Sunday, April 3, 2011

Solution for containment of a failed nuclear plant

The nuclear disaster in Japan will outlast our short attention span. Headlines boldly state that the disaster could last for months. This disaster will last for thousands of years.

I wrote two brief entries on the possibility of using a modular masonry system to assemble a radial structure such as a cylinder or sphere or dome as a containment structure on this blog, here and here. I remain confident that this approach makes more sense than anything else TEPCO (Tokyo Electric Power Company) has tried, or is planning to try. I’m posting this blog entry subject again, in the hope that someone at TEPCO might notice.

Cracks in the inadequate “containment” structure at Fukushima dai-ichi are observed to be spewing radioactive water directly into the sea. Currently the effort to stop these leaks involves stuffing the cracks with sawdust and newspaper. Sawdust and newspaper? Incredibly, this approach is not working.

Engineers have tried pouring concrete directly onto the crack in an attempt to seal it. Incredibly, this approach is not working either.

Good concrete is poured under controlled conditions. A concrete mix is dependent on a low water-to-cement ratio to give it the qualities which are desirable in a high strength, consolidated, uniform mix. Poured concrete must cure under controlled conditions of high humidity, cool temperatures, and be allowed to cure unmolested. These conditions are unlikely to be satisfied if concrete is poured directly onto a hot radioactive site.

If concrete is poured under controlled conditions and allowed to properly cure, it has a much better chance of withstanding the demanding environment found at a failed nuclear reactor. Pouring a huge containment structure and then moving it to cover a nuclear reactor is entirely impractical. However, a modular system could be used to assemble a containment structure from properly made concrete unit shapes.
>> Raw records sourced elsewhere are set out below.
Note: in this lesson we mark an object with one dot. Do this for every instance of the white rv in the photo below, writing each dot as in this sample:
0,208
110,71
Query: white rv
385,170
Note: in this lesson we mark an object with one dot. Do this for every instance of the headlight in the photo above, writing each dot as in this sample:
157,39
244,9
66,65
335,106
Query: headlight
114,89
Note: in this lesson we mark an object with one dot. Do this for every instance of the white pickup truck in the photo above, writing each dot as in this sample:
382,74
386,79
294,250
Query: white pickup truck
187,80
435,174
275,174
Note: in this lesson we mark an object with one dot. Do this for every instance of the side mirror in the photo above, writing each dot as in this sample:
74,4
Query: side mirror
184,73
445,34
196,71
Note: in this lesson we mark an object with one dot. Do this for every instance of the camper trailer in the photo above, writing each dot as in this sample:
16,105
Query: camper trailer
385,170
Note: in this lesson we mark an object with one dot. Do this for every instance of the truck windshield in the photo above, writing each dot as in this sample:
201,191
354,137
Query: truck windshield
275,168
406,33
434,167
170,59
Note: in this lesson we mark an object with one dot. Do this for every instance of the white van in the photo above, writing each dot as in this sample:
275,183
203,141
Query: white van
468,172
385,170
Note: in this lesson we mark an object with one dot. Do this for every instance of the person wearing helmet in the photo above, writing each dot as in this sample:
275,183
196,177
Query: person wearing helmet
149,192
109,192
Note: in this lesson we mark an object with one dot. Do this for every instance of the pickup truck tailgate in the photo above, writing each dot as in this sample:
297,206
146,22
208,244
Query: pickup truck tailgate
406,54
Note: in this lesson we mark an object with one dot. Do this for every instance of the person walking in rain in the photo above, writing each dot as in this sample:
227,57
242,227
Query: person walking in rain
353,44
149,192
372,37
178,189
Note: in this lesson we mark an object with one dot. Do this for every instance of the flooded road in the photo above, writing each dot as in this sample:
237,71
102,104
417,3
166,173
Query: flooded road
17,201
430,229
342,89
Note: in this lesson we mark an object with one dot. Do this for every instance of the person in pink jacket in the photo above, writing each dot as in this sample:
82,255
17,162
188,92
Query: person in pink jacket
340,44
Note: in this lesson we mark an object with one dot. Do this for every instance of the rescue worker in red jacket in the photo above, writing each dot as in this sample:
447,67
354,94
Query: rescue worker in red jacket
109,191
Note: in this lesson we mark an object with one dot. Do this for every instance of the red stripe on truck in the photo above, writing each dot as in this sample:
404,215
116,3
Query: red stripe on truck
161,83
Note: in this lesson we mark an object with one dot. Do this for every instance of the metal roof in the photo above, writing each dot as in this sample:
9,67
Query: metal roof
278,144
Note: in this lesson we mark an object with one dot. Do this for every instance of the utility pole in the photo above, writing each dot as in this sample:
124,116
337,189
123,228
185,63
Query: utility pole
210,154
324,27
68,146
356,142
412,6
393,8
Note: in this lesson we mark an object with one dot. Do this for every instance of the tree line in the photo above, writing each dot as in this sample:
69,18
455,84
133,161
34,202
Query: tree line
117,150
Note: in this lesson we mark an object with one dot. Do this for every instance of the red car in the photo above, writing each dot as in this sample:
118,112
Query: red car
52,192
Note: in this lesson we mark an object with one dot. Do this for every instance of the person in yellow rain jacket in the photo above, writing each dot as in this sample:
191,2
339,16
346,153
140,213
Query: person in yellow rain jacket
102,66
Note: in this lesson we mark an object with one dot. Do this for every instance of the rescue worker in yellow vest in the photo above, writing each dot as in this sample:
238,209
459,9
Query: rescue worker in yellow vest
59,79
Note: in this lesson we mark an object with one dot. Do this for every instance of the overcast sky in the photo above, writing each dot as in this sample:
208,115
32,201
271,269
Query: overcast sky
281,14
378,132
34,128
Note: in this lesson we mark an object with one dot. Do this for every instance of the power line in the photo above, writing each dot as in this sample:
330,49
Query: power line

The modular system which has been developed and has been discussed throughout this blog appears to be an optimal solution to fixing this problem. These modular units can be made at a safe distance from the stricken nuclear reactor. Once cured, they can be transported to the site and assembled robotically, to minimize danger to humans. The interlocking aspect of these modular units greatly facilitates assembly of a containment structure by providing multiple contact and guiding surfaces. A tensile web of steel cable can also be woven into the structure as the containment dome is built.  Mortar or gaskets or seals can be readily incorporated into this design to form an integral structure without 'cracks' between modular blocks; there are a number of simple methods to achieve this.  Finally, multiple concentric layers can be placed (like layers of an onion) to increase wall thickness and safety factor.

Or we can try more sawdust and newspaper.